Dual molecular diagnosis of CEP290 and GLI3 mutations identified in an infant with leber congenital amaurosis and postaxial polydactyly, a Bardet-Biedl syndrome phenocopy.

This study describes a 6-month-old baby girl who was initially thought to have Bardet-Biedl Syndrome (BBS) but actually had two separate genetic conditions. The baby had severe vision problems from birth (unable to track objects visually, with rapid eye movements called nystagmus) and extra fingers on her hands. At first, doctors thought these symptoms together meant she had BBS, which typically causes both vision problems and multiple other health issues throughout the body. However, after following the child for 6 years and doing more comprehensive genetic testing, researchers discovered she actually had two different genetic mutations causing separate problems. One mutation (in the CEP290 gene) caused a severe eye condition called Leber Congenital Amaurosis Type 10 (LCA10), while a second mutation (in the GLI3 gene) inherited from her father caused only the extra fingers. Importantly, the child never developed the other health problems typically seen in BBS, such as kidney issues, obesity, or learning difficulties. This case is significant for families because it shows how important it is to get the right diagnosis. LCA10 has a much better outlook than BBS since it mainly affects vision rather than multiple body systems. Additionally, the researchers note that LCA10 is now being targeted for new gene therapies, which could offer hope for future treatments. The study emphasizes that comprehensive genetic testing and careful long-term observation are crucial for getting accurate diagnoses in complex cases.

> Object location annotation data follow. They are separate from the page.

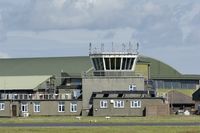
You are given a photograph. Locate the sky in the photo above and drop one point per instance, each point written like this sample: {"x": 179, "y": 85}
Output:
{"x": 167, "y": 30}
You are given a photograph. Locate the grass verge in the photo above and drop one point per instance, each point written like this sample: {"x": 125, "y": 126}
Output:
{"x": 137, "y": 129}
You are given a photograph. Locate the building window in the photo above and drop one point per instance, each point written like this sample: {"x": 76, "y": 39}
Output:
{"x": 135, "y": 104}
{"x": 2, "y": 106}
{"x": 132, "y": 87}
{"x": 36, "y": 107}
{"x": 104, "y": 104}
{"x": 73, "y": 107}
{"x": 61, "y": 107}
{"x": 119, "y": 104}
{"x": 24, "y": 107}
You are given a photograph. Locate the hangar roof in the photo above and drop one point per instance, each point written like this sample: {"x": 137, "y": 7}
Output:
{"x": 76, "y": 65}
{"x": 22, "y": 82}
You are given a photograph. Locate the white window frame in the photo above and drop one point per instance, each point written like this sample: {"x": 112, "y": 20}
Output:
{"x": 103, "y": 104}
{"x": 73, "y": 107}
{"x": 2, "y": 106}
{"x": 118, "y": 104}
{"x": 61, "y": 106}
{"x": 135, "y": 104}
{"x": 24, "y": 107}
{"x": 36, "y": 107}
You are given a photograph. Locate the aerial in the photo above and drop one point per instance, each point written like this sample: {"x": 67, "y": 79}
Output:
{"x": 99, "y": 65}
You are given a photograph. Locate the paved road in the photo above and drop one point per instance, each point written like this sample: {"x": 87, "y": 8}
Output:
{"x": 94, "y": 124}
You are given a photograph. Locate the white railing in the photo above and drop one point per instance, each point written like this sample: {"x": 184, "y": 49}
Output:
{"x": 6, "y": 96}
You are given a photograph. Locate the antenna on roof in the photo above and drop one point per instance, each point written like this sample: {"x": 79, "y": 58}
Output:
{"x": 137, "y": 47}
{"x": 102, "y": 47}
{"x": 90, "y": 48}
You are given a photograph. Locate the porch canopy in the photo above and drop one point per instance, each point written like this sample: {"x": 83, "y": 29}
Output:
{"x": 23, "y": 82}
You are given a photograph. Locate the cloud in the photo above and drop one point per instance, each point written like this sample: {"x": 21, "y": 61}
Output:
{"x": 153, "y": 23}
{"x": 4, "y": 55}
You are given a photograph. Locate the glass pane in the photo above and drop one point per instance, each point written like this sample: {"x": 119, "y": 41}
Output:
{"x": 124, "y": 64}
{"x": 107, "y": 62}
{"x": 118, "y": 63}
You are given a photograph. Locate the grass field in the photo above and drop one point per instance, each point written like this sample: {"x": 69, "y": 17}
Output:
{"x": 188, "y": 92}
{"x": 71, "y": 119}
{"x": 111, "y": 129}
{"x": 103, "y": 130}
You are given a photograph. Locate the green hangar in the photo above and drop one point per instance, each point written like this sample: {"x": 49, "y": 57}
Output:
{"x": 101, "y": 84}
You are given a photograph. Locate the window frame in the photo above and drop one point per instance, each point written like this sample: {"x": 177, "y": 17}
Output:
{"x": 103, "y": 104}
{"x": 61, "y": 106}
{"x": 135, "y": 104}
{"x": 2, "y": 106}
{"x": 73, "y": 107}
{"x": 24, "y": 107}
{"x": 36, "y": 107}
{"x": 118, "y": 104}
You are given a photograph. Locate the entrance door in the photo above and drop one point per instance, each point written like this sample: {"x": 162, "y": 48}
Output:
{"x": 14, "y": 110}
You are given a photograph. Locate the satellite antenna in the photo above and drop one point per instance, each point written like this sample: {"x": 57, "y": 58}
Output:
{"x": 137, "y": 47}
{"x": 130, "y": 48}
{"x": 112, "y": 47}
{"x": 102, "y": 47}
{"x": 123, "y": 47}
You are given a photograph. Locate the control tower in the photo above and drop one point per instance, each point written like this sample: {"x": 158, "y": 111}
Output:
{"x": 114, "y": 63}
{"x": 112, "y": 71}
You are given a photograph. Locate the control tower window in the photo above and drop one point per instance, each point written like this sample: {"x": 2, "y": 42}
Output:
{"x": 127, "y": 63}
{"x": 112, "y": 61}
{"x": 131, "y": 63}
{"x": 107, "y": 62}
{"x": 98, "y": 63}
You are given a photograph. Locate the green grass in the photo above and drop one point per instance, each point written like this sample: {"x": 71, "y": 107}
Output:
{"x": 67, "y": 119}
{"x": 137, "y": 129}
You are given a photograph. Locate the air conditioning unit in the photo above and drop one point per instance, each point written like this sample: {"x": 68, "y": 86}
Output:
{"x": 26, "y": 114}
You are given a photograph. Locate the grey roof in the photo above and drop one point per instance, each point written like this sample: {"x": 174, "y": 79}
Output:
{"x": 76, "y": 65}
{"x": 176, "y": 97}
{"x": 22, "y": 82}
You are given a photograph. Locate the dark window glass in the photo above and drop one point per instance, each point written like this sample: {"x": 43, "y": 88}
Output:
{"x": 112, "y": 61}
{"x": 127, "y": 63}
{"x": 131, "y": 63}
{"x": 118, "y": 63}
{"x": 124, "y": 64}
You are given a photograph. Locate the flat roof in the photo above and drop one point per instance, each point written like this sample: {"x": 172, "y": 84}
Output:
{"x": 22, "y": 82}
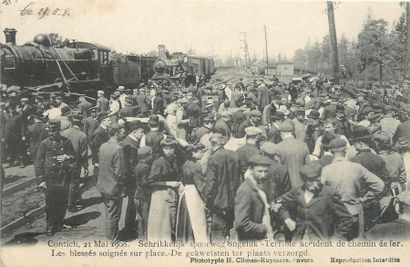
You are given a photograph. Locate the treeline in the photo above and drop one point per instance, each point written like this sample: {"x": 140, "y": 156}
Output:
{"x": 377, "y": 54}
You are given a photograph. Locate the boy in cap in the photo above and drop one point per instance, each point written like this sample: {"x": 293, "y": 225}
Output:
{"x": 313, "y": 211}
{"x": 253, "y": 120}
{"x": 252, "y": 215}
{"x": 54, "y": 168}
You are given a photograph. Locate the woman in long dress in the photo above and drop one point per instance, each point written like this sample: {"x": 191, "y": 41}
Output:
{"x": 191, "y": 218}
{"x": 164, "y": 180}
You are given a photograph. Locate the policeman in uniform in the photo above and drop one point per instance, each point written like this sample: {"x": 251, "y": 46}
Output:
{"x": 80, "y": 144}
{"x": 54, "y": 166}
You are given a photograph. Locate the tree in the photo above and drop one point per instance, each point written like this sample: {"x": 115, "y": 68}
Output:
{"x": 373, "y": 45}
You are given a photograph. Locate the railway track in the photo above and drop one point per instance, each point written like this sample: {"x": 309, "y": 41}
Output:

Leber congenital amaurosis (LCA) is one of the earliest-onset and most severe forms of inherited retinal disease, and Bardet-Biedl syndrome (BBS) is a rare non-motile primary ciliopathy with a diverse multi-organ phenotype. To our knowledge, we present the first reported genetically confirmed case of LCA10 co-occurring with isolated postaxial polydactyly type A1 harboring CEP290 and GLI3 mutations, which was initially misdiagnosed as BBS. A 6-month-old female infant presented with no visual tracking, nystagmus, and postaxial polydactyly. Targeted gene panel testing identified compound heterozygous pathogenic variants in CEP290, leading to a preliminary diagnosis of BBS. Over a 6-year follow-up, the patient developed progressive pigmentary retinopathy with non-recordable electroretinography but did not develop any other systemic features of BBS. A critical, previously overlooked family history of polydactyly in the father prompted further investigation. Whole-exome sequencing revealed an additional likely pathogenic variant in the GLI3 gene, which was paternally inherited and responsible for the isolated polydactyly. The ocular phenotype was definitively attributed to the CEP290 mutations. A final diagnosis of LCA Type 10 (LCA10) with postaxial polydactyly type A1 was established. This case illustrates the novel co-occurrence of two distinct genetic disorders: CEP290-associated LCA10 and GLI3-associated isolated polydactyly. The initial diagnostic challenge underscores the complexity of pediatric inherited retinal diseases and highlights several critical lessons. The importance of longitudinal phenotyping, the necessity of a detailed family history, and the superior diagnostic utility of comprehensive genetic testing like whole-exome sequencing over targeted panels in complex presentations. Accurate differentiation between LCA and syndromic ciliopathies like BBS is crucial for prognostic counseling and management, as LCA10 carries a more favorable systemic prognosis and is now a target for emerging gene therapies.